The Hawaiian Sphinx, Hyles calida calida (Wing span: ) flies in Kahului and Maui, Hawaii.

Jean Marie Cadiou writes, "This subspecies is on most islands, including Kauai. Calida hawaiiensis is only on the Big Island, and so is H. wilsoni. The difference between c. calida and c. hawaiiensis is only visible on the hindwing."

In hawaiiensis the hw basal area is orange, while the same area in calida is black.

Hyles calida calida, posed (above and below), Kauai, Hawaii, courtesy of Daniel Rubinoff.

Laurie Henneman reports them from the Alaka`i Swamp, island of Kaua`i, and writes, "This species is not a usual resident of the swamp, but is more abundant in drier forest. I collected only 5 caterpillars in two years, although one night at a blacklight I attracted several adults at the drier of my two plots. It is likely that dry weather in the swamp over the previous several years made the habitat more accessible to H. calida."

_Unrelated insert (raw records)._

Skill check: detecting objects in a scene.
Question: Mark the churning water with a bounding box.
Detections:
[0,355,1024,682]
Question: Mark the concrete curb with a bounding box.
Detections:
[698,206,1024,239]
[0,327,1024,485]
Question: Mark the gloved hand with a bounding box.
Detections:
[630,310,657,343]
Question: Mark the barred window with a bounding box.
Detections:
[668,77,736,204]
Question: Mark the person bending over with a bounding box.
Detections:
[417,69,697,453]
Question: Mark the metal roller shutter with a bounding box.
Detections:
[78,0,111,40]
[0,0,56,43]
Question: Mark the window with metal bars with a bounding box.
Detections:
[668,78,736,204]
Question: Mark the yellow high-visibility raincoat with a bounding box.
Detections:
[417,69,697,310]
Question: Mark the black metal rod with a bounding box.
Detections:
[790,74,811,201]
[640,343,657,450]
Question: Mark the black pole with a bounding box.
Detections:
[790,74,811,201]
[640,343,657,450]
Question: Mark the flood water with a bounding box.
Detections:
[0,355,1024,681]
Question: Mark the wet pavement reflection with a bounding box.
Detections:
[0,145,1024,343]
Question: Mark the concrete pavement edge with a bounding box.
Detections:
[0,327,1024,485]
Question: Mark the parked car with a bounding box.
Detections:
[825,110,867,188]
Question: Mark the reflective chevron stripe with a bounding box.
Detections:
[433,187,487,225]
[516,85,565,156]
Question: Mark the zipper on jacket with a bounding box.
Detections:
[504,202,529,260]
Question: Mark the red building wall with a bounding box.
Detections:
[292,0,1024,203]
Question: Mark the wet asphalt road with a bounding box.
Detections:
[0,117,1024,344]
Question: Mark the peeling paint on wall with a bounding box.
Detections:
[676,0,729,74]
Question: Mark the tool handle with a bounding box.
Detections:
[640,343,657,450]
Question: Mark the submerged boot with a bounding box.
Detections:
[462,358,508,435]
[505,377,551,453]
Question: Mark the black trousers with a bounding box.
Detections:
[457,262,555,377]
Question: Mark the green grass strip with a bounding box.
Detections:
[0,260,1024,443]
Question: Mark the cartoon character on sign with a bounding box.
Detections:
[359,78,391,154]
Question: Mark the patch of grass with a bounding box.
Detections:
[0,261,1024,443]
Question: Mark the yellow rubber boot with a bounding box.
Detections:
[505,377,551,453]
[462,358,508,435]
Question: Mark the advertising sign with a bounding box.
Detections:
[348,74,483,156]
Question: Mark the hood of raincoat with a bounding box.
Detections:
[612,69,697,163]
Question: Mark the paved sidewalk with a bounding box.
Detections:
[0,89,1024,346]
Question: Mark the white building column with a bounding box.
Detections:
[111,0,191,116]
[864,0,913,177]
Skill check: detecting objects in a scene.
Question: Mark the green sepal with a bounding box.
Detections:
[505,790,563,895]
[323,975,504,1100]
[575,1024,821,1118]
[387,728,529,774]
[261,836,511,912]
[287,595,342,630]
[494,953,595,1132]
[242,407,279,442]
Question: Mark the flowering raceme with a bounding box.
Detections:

Hyles calida calida Hawaii, courtesy of Nate Yuen.



Hyles calida calida male, Oahu, Hawaii, Creative Commons,
http://sphingidae.myspecies.info/taxonomy/term/1284; Ian Kitching

Note the strong presence of black in the hindwing basal area and along the inner two/thirds of the hw costa. The same area is reddish orange in subspecies Hyles calida hawaiiensis.



Laurie Henneman reports them on Coprosma elliptica (Rubiaceae) Pilo; Endemic, and on Coprosma kauensis (Rubiaceae) Koi; Endemic. Development time in the laboratory at 20C for the larvae is 6 weeks with moths emerging form pupae 5-6 weeks later.

Hyles calida larva courtesy of Laurie Henneman.

Those who first published descriptions and assigned scientific names to many insects, simply chose names of biblical or mythological origin without any real descriptive qualities. Their purpose was simply to set a standard for purposes of identification by assigned name. On some occasions, names, mostly of Latin or Greek origin, were chosen to signify a particular character of the genus or of an individual species.

In Greek mythology, Hyles is one of the centaur warriors who fights against the lapiths.

The species name, "calida", is from the Greek feminine name, "Calida", meaning the most beautiful.

The pronunciation of scientific names is troublesome for many. The "suggestion" at the top of the page is merely a suggestion. It is based on commonly accepted English pronunciation of Greek names and/or some fairly well accepted "rules" for latinized scientific names.

The suggested pronunciations, on this page and on other pages, are primarily put forward to assist those who hear with internal ears as they read.

There are many collectors from different countries whose intonations and accents would be different.